Maksimiusz

I am a sockpuppet and you are totally Full of Shit @Mordred.

Photon's wave period extends by the same factor as its length. Time dilation is the expansion of time. The problem with FLRW metric is that it doesn't take cosmic time dilation into account. For null geodesic, that is for a photon with no proper time the metric is [math]0 = -(cdt)^2+(a(t)dr)^2[/math]. The second term [math]a(t)dr[/math] is the equivalent of the expanding wavelength. [math]dt[/math] has to be multiplied by the same factor [math]a(t)[/math] to apply the cosmic time dilation. [math]a(t)dt[/math] is the equivalent of the extending wave period. As a consequence we have [math]0 = -(a(t)cdt)^2+(a(t)dr)^2[/math] which is the Minkowski metric for a photon after dividing the equation by [math]a(t)[/math], so [math]0 = -(cdt)^2+(dr)^2[/math] gives [math]cdt=dr[/math] that gives [math]ct=r[/math]. That's Hubble radius for the universe age. How do you like it as the observable universe radius as a result of the appliance of cosmic time dilation to FLRW metric?

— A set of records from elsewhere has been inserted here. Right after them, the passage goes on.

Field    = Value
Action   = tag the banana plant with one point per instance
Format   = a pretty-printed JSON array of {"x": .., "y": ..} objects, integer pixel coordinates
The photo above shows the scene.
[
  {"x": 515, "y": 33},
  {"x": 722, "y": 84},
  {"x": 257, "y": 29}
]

The Dark Energy Survey Supernova Program: Slow supernovae show cosmological time dilation out to z∼1 https://arxiv.org/html/2406.05050v1 Their redshift range corresponds to the universe age approximately from 8.7 bln years ago to 1.3 bln years ago. Cosmic time dilation is equal to z+1 or its reciprocal depending on whether we measure the past universe dilation with respect to us or the opposite. It’s not like the time dilation equal to Lorentz factor for both the observers moving with relative velocity. This post is for all deniers of z+1 and 1/(z+1) cosmological time dilation formula.